Wang: Not even close. XML is a nice language, one way of many different ways of integration. It's almost like saying, well, we see C++ as a way of really producing neat software. Yes, it can be used. It really is how you do it in terms of what are the sources of data, how you get to it. We support XML, Java, and Enterprise JavaBeans. There are going to be many, many different standards. It's just as much as we think that Windows is it, for example -- how do you address Linux? So I think what you've got to have is the kind of platform that allows you to be flexible enough to bring on new standards, changes -- some of them may not even be standards, just new technology. One of the things we see is the coming new interfaces to technology -- voice is going to be an important piece of pie. OK, now you've got the visualization getting better and better but voice is going to be it -- and especially when you look at all the devices bringing the computer telephone, the convergence telephone, computers, all these different Web TVs, and all of these different ways of doing it. And it will continue, so it's very important that you have the right platform that can incorporate all these things.

InformationWeek: How well positioned is CA to take advantage of the growing mobile E-commerce movement, the wireless E-commerce movement?

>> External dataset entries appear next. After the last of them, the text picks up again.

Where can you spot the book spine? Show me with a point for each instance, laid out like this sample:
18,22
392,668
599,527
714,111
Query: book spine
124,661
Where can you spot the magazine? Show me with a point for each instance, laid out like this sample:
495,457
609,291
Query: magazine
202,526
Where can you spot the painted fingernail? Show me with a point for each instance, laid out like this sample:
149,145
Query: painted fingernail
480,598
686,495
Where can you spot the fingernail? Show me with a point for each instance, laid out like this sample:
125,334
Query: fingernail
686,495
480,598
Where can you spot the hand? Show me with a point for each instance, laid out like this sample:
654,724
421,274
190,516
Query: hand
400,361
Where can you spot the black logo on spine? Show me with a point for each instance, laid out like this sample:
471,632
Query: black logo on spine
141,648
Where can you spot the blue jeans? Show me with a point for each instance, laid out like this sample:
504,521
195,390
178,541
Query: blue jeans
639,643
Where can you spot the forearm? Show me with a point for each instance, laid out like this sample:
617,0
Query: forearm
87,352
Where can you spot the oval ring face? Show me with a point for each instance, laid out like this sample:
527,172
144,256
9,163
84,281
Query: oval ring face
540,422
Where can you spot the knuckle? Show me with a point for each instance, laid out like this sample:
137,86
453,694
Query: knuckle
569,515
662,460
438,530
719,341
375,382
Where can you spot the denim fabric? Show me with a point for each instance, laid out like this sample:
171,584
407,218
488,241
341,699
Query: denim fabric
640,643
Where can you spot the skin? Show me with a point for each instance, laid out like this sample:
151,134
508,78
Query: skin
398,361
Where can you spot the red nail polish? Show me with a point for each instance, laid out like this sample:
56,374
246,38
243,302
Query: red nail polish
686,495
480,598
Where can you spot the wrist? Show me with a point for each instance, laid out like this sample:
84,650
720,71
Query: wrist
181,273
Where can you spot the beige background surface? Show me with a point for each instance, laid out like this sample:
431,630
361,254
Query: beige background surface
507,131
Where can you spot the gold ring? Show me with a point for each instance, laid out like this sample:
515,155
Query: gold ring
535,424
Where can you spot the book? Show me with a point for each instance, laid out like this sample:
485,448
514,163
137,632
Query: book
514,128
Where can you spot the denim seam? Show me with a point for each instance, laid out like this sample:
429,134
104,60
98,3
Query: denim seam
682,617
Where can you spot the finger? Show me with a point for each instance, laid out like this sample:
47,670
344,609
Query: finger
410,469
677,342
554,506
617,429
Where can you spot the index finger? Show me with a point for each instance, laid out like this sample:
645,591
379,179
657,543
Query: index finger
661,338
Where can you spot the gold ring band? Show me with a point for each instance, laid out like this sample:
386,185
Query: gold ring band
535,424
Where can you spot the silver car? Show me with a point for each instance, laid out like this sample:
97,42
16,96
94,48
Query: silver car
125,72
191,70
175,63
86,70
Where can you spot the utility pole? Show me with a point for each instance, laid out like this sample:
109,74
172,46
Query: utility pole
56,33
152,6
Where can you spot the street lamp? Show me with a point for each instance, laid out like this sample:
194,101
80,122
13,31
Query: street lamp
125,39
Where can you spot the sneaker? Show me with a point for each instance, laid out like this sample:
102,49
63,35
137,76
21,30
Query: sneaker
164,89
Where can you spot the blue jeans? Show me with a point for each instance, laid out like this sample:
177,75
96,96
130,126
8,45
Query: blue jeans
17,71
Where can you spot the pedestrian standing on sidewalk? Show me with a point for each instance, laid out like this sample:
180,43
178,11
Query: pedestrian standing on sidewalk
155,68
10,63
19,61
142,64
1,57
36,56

Wang: We're working, for example, with Symbol very closely, and as you know they have their Spectrum 24, the wireless standard they propose and so forth with many, many different ventures going on. For example, we have a joint venture with the Italian post office. It sounds strange, but we have it. We're instrumenting, for example, all their trucks and things so that they know where they are.

Ultimately, it's all going to go wireless from the home all the way through to offices and enterprises. My wife won't let me drill another hole in the wall. No more cables. And how are you going to retrofit all the old buildings and more real estate that's not fiber-optically enabled? It's going to go wireless more and more as the technology moves. It's going to go wireless. We are there. For example, this top floor here is all wirelessly enabled so that, for example any of the people -- and this is all with Symbol -- can go anywhere and you just start, you're on the Internet or the intranet.

InformationWeek: When you say working with Symbol Technology, what does that mean? Does that mean sharing resources or ...

Wang: Sharing resources, working with them. We have a great partnership -- they're just down the street, they're two, three minutes from here at Exit 62, and I sit on their board, by the way. It's the only board I sit on outside. Well, no -- the joint venture with Hong Kong Telecom, I sit on that board, too. But that's it. So we're working together -- it means we have technical people that work together in the sense that we're doing software infrastructure, they do the technology, very closely together.

InformationWeek: Do you see a service-based model to apply for network-management services in the future?

Wang: Absolutely. Absolutely.

InformationWeek: How far off do you see that?

Wang: We're probably going to be announcing a lot this year because we're in the midst of negotiating and doing quite a few of them.

InformationWeek: So, at CA World, will there by any motorcycle stunts this year?

Wang: Oh, you will be so shocked. I am going to -- and this I can tell you. I'm just going to come out on stage: Here I am.